The the integer lattice, or what I think is the direct sum $\mathbb{Z} \oplus \mathbb{Z}$, is known as a Free Abelian group which can have basis such as $e_{1} = (1,0), e_{2} = (0,1)$. You can check exactly what I've read here: https://en.wikipedia.org/wiki/Free_abelian_group#Integers_and_lattices

The integers $\mathbb{Z}$ are a free group with one generator and thus are a free Abelian group, yet groups that comprise of two generators are not Abelian. And again you can check what I've read here https://en.wikipedia.org/wiki/Free_group#Examples

Why is the integer lattice not also a free group with two generators $\{(1,0), (0,1)\}$ that is Abelian and with elements of the type $e_{1}^{4}e_{2}^{5}$ that equal elements such as $4e_{1}+5e_{2}$ of a Free Abelian group?

Answer 1

Free as in free groups means there are no relations. So a free group on two generators $a,b$ contains arbitrary words with the letters $a, b, a^{-1}, b^{-1}$ that do not contain $aa^{-1}, a^{-1}a, bb^{-1}, b^{-1}b$.

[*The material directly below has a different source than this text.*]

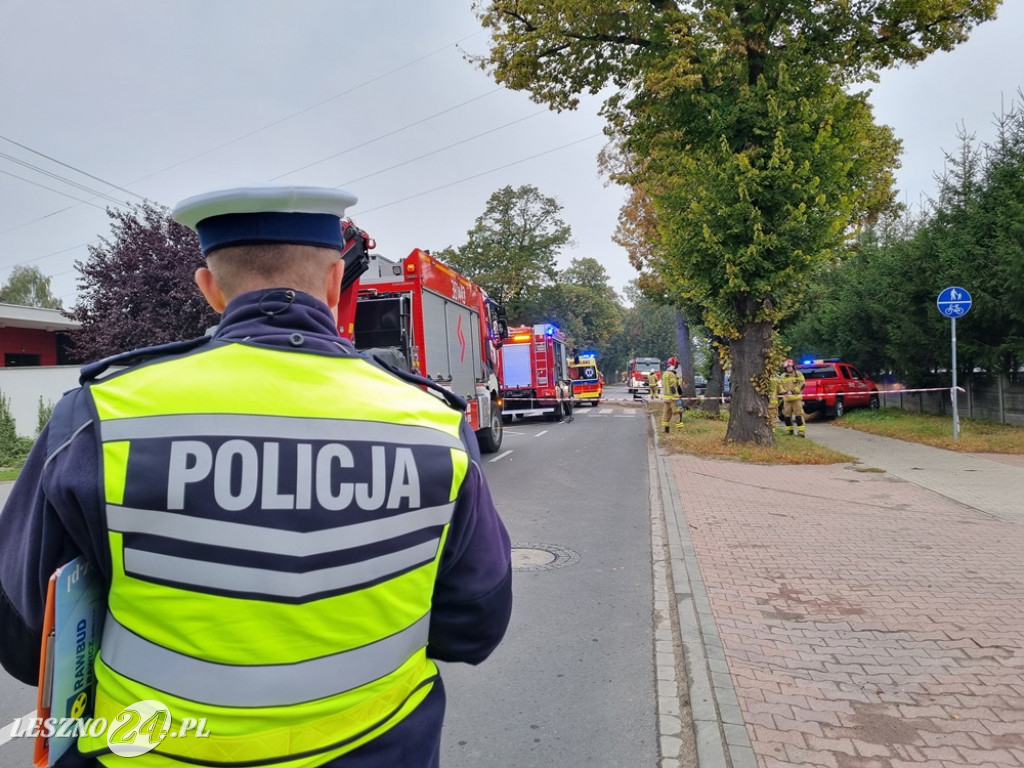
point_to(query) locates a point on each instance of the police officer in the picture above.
(289, 534)
(790, 388)
(672, 392)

A free abelian group on $a,b$, however, always has the relation $ab=ba$, which is a relation not occurring in a free group. The two notions free and free abelian only coincide for free (abelian) groups with a single generator.

The concept of freeness comes from somewhere deeper: groups form a category. You can assign to a group its underlying bare set, that’s the forgetful functor. By definition, a free functor is a left adjoint to the forgetful functor, which for groups turns out to be the above construction. For abelian groups, however, the left adjoins to the (same) forgetful functor looks different; it’s precisely the free abelian group.

Answer 2

Not a free group due to commutativity.

Answer 3

In a group with a single generator, it is easy to see that this is abelian. A relation on such a group would be $a^n=1$ where $1$ is the identity, and such a relation renders the group finite.

In the case of two or more generators, the relation $xy=yx$ does not necessarily hold. If we wish to force it to hold we have to specify it as a relation in the definition of the group, and since it is not a trivial relation, the group which arises cannot be free - a free group is subject to no non-trivial relations.

A free abelian group is one whose only relations ensure that the generators commute (and hence that all the elements commute). The word "free" is still used, but it is a different idea. A free abelian group is "torsion free" because it has no elements except the identity of finite order.

Answer 4

The presentation for $\mathbb{Z}\oplus\mathbb{Z}$ is $$\langle a,b\ |\ aba^{-1}b^{-1}\rangle,$$ where the $aba^{-1}b^{-1}$ term is there to guarantee commutativity. (It is, however, a free abelian group on two generators. But that's a definition thing.)